Propeller, the whale with scars, is back

There is one fin whale (Balaenoptera physalus) that holds a special place in our hearts: her name is “Propeller,” easily recognizable by the prominent scar on her back from which she derives her name. We have known her since 1998, and her story is emblematic: the deep marks she bears can only be attributed to a ship’s propeller, which almost certainly struck the animal years ago.

The issue of collisions with large, increasingly numerous, and fast ships is one of the most severe threats to the survival of large marine mammals in the Mediterranean Sea. Unlike many others, Propeller was lucky and survived. Last year, she was spotted by the boat of Golfo Paradiso Whale Watching in Imperia, accompanied by a calf—a rather rare sighting in our study area.

To the trained eye of the biologists aboard the research boat “Pelagos,” Propeller appeared quite thin; although we cannot rule out any possibilities, we hope this does not indicate she is unwell, but merely that we are at the beginning of the foraging season. Indeed, fin whales come to the Pelagos Sanctuary in the summer, the vast marine protected area that includes the Ligurian Sea, precisely to feast on krill after, presumably, a period of reduced feeding.

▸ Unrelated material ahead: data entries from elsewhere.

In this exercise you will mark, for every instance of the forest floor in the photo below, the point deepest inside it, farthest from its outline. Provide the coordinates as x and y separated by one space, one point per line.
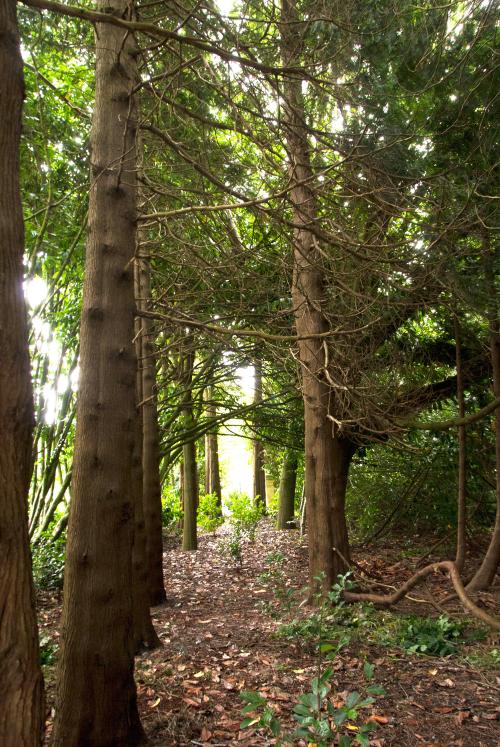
221 635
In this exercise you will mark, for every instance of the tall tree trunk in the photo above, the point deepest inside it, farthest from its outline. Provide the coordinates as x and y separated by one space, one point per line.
96 697
286 500
486 573
462 456
212 470
151 441
190 470
21 684
327 456
144 633
259 475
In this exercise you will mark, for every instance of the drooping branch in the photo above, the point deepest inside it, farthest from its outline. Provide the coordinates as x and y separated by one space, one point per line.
388 600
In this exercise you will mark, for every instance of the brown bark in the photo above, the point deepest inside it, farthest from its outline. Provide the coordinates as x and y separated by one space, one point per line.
486 573
259 475
286 500
21 684
96 695
462 457
212 470
190 470
327 456
151 442
144 634
388 600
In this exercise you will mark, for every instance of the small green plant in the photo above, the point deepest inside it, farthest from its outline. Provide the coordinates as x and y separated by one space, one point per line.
171 509
320 719
48 651
245 513
48 562
231 545
209 515
440 637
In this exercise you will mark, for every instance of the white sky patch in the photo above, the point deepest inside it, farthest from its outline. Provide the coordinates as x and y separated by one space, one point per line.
35 292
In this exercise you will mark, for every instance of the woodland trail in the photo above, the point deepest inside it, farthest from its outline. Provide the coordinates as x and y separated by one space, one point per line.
218 641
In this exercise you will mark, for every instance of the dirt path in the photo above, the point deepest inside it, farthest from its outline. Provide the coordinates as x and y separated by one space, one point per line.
218 642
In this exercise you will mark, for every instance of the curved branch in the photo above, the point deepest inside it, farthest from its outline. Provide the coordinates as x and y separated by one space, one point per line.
381 600
456 422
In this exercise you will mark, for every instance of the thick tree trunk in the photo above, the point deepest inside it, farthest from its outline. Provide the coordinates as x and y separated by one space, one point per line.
151 442
259 475
212 470
96 698
327 456
462 457
21 684
286 501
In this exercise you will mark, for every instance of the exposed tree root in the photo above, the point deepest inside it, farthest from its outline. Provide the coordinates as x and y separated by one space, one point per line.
381 600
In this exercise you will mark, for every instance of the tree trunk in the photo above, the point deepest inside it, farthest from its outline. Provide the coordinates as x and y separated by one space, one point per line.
190 470
212 470
21 684
151 442
189 535
144 633
486 573
462 457
327 456
96 699
259 476
286 503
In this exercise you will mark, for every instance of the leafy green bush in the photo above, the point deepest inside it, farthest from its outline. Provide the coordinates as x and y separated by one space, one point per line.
231 545
48 651
48 562
439 637
209 515
245 513
171 510
320 721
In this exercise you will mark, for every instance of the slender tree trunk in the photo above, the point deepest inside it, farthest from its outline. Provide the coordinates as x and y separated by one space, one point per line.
286 502
212 470
96 696
259 475
21 684
326 455
462 457
189 535
190 470
144 633
151 442
486 573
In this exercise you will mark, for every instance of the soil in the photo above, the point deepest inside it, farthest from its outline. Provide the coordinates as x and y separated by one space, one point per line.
219 638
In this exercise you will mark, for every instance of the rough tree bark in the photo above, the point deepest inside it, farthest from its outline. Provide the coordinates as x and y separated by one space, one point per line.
486 573
189 466
96 695
286 500
151 441
212 470
144 633
327 455
462 457
259 475
21 684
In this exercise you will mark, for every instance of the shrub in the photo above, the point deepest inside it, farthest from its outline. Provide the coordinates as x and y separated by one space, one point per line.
209 515
48 562
171 508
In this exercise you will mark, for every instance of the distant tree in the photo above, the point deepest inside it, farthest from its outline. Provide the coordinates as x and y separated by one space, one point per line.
21 684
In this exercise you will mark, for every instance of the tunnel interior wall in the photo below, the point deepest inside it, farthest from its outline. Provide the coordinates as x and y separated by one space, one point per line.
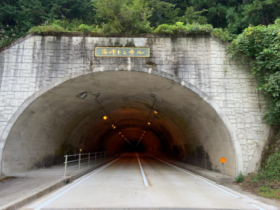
39 116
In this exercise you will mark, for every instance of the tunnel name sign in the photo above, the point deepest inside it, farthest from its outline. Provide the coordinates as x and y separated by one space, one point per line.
122 52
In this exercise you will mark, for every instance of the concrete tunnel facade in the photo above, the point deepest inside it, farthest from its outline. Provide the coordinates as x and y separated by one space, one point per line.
207 105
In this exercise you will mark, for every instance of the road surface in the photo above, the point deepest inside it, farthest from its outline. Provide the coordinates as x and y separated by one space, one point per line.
141 181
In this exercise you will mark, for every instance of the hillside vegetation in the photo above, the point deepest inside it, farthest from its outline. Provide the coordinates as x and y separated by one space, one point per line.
251 27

It is here, in the heart of the Pelagos Sanctuary for marine mammals, that the Cetacean Sanctuary Research (CSR) study area is located. Due to its particular richness, especially of whales and dolphins,  the Sanctuary is a true “hot spot” of the Mediterranean. Tethys’ CSR project is one of the longest-running research projects of its kind. Based in Portosole Sanremo since 1990, we have been collecting scientific data with one aim: to know and protect whales and dolphins and their environment.